The Inwastement volume arose from the research cluster “Waste and Society” of the RCC together with LMU’s Center for Advanced Studies. Published in German by Transcript, the issue includes contributions from: Soraya Heuss-Aßbichler, Claudia R. Binder, Eveline Dürr, Gisela Grupe, Rüdiger Haum, Michael Jedelhauser, Jens Kersten, Roman Köster, Reinhold Leinfelder, Christof Mauch, Wolfram Mauser, Karen Pittel, Gerhard Rettenberger, Helmuth Trischler, Markus Vogt, and David Wagner. A number of the contributors are also members of the Academic Board of the RCC doctoral program in Environment and Society.
This is a translation of an interview about the book with Jens Kersten.
Can You Explain the Title of the Book? What is Meant by the Term “Inwastement”?
The term inwastement draws our attention to parallels as well as contrasts between waste and money. It emphasizes the social, economic, and ecological agency that waste has in our society. Our inwastement—the waste that we produce individually and as a society—is in many respects the exact opposite of an investment. We invest in businesses and infrastructure as a way of securing our future. Inwastement, by contrast, isn’t something we do deliberately, with the hope for a specific outcome; it is instead an incidental product of our activities. Unlike investments, we don’t want to see what happens to our waste and what effects it has. In fact, we don’t want any return in the case of inwastement—we’d prefer never to see it again, and certainly not with any accrued interest! And yet (unlike an investment) it is almost certain that our inwastement will return again in some form: dumped chemicals, plastic particles, and heavy metals return to the environment and the food chain, eventually building up in our own bodies.
Why Write a Book on This Subject?
Our society does its best to ignore the existence of waste: out of sight, out of mind! We do this by pushing our refuse into the Global South, or leaving it for future generations. This is irresponsible—towards both other humans and the environment, which is why we should not ignore the inwastement of our society.
What New Perspectives Does Your Book Open Up?
Our book opens up an interdisciplinary perspective on waste and refuse—from pre-history, through our throw-away society, and up to the visions of a zero-waste future. Experts in biology, ethnology, geology, history, engineering, culture, law, religion, and economics, dedicate themselves to the subject of our waste disposal practices and landfill sites. They describe the ethical and economic dimensions of organic food waste and CO2 and their implications for world hunger and climate change. They follow global nutrient cycles and plastic in the world’s oceans. They investigate slums and explore the long traditions of recycling techniques.
How Relevant is the Topic in Current Research Debates?

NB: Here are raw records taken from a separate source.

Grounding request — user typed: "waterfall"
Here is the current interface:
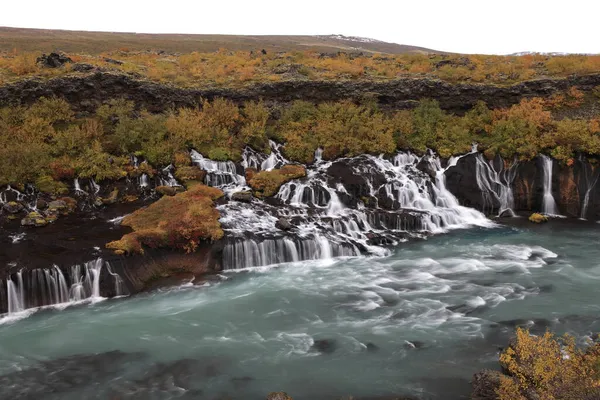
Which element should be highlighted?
[73,178,87,194]
[6,271,25,314]
[0,185,25,204]
[216,144,491,269]
[90,178,100,194]
[158,165,181,187]
[540,154,558,215]
[475,154,517,217]
[579,159,600,219]
[190,150,243,191]
[106,262,129,296]
[6,258,128,314]
[223,235,361,269]
[315,147,323,164]
[139,174,148,188]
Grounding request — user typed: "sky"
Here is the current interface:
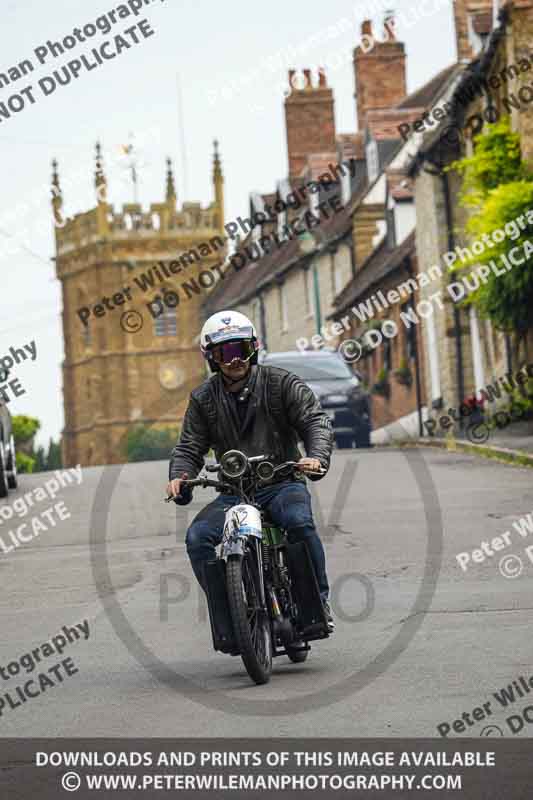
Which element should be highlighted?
[0,0,456,444]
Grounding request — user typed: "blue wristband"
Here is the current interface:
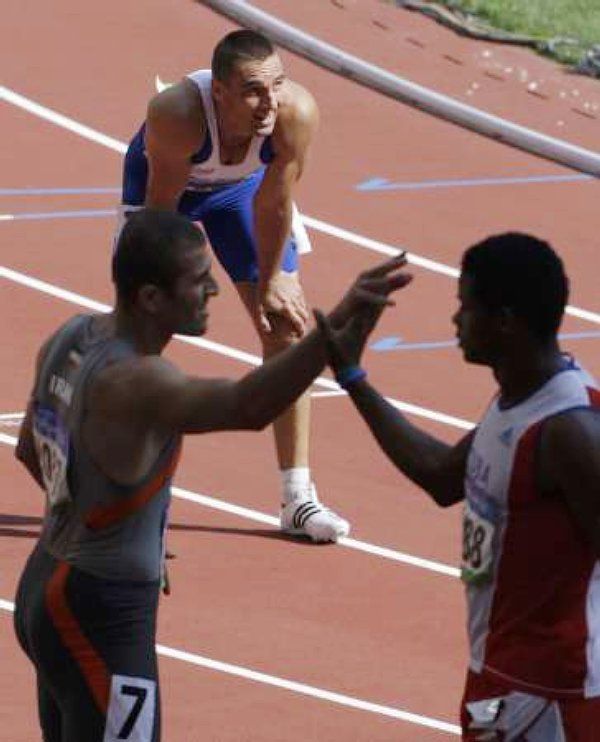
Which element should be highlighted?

In our book we combine perspectives from the natural and social sciences, in order to illustrate as many different aspects of inwastement in our society as possible. Together, we have developed a waste framework that reveals the practices, standards, and contexts surrounding waste. We need such interdisciplinary collaboration to tackle the challenges that inwastement poses—whether ethical, social, and political, or economic and ecological.

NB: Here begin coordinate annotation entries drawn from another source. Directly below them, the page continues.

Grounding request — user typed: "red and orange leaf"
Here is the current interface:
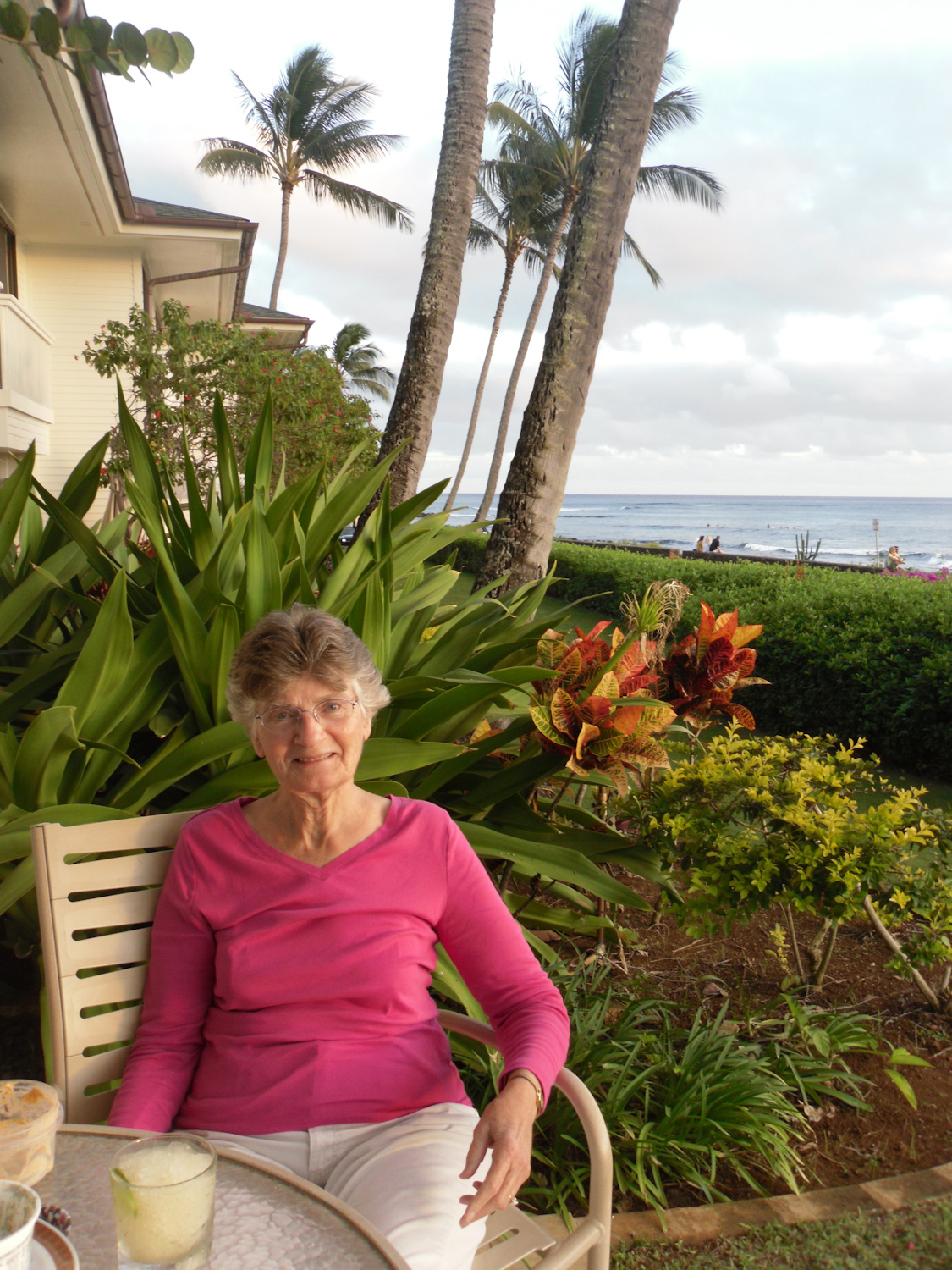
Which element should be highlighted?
[636,706,678,733]
[696,599,718,658]
[599,759,629,798]
[715,609,738,639]
[530,706,566,746]
[734,648,757,680]
[575,723,602,761]
[548,688,579,742]
[612,706,645,737]
[556,648,581,687]
[536,634,569,671]
[723,703,757,731]
[576,693,612,726]
[593,671,622,698]
[588,728,626,759]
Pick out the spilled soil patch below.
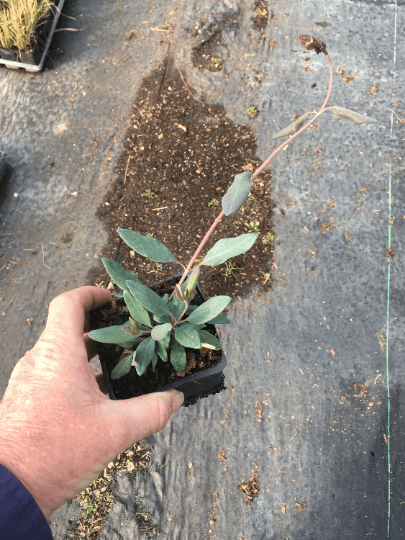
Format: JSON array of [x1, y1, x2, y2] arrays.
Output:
[[191, 32, 223, 71], [92, 63, 273, 299]]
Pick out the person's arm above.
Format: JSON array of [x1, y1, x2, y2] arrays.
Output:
[[0, 287, 183, 520]]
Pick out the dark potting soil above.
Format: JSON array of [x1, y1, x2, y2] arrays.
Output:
[[90, 276, 225, 407], [90, 58, 273, 300]]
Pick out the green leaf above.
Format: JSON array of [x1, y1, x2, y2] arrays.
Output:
[[111, 354, 134, 380], [151, 323, 172, 341], [101, 257, 139, 296], [272, 111, 312, 139], [222, 172, 253, 216], [89, 322, 133, 345], [198, 330, 222, 351], [152, 352, 158, 373], [325, 107, 377, 124], [153, 315, 170, 324], [127, 281, 171, 317], [207, 313, 231, 324], [201, 233, 259, 266], [156, 334, 170, 362], [124, 288, 152, 328], [185, 266, 201, 293], [170, 340, 187, 373], [174, 323, 201, 349], [187, 296, 232, 324], [135, 337, 156, 375], [117, 229, 176, 262]]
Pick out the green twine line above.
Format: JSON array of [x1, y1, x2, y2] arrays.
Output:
[[385, 0, 397, 538]]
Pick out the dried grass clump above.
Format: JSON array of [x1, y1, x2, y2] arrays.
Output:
[[0, 0, 54, 51]]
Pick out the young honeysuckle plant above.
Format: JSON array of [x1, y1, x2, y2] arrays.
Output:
[[89, 35, 375, 379]]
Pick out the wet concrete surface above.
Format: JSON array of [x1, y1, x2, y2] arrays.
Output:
[[0, 0, 405, 540]]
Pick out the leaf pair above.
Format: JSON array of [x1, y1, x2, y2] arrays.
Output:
[[272, 106, 377, 139]]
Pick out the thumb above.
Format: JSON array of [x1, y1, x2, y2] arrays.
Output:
[[105, 389, 184, 452]]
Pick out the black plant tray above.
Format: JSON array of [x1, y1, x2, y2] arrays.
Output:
[[98, 273, 227, 407], [0, 0, 65, 73]]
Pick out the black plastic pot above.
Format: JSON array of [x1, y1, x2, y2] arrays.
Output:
[[20, 42, 45, 65], [0, 0, 65, 72], [99, 273, 227, 407]]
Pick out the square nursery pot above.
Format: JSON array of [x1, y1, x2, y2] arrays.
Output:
[[0, 0, 65, 72], [90, 273, 226, 407]]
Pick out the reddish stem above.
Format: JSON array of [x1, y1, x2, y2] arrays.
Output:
[[252, 56, 333, 180], [169, 210, 225, 302], [169, 56, 333, 301]]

With Whom Would You Most Like to Discuss Your Book?
Preferably, with everyone! Waste in environment and society affects us all: it influences our individual lifestyles. It also, however, demands the attention of civil society, the private sector, and policymakers of cities and states, up to the EU and the international community. We have tried to write our book so that those working at all such levels can find ideas relevant to their questions about our inwastement and thereby initiate dialogue, not just with us but with each other.
Can You Summarize the Message of the Book in One Sentence?
If we ask the question of why waste exists, we confront ourselves—our history, our society, and our future—that’s why we find waste so intriguing.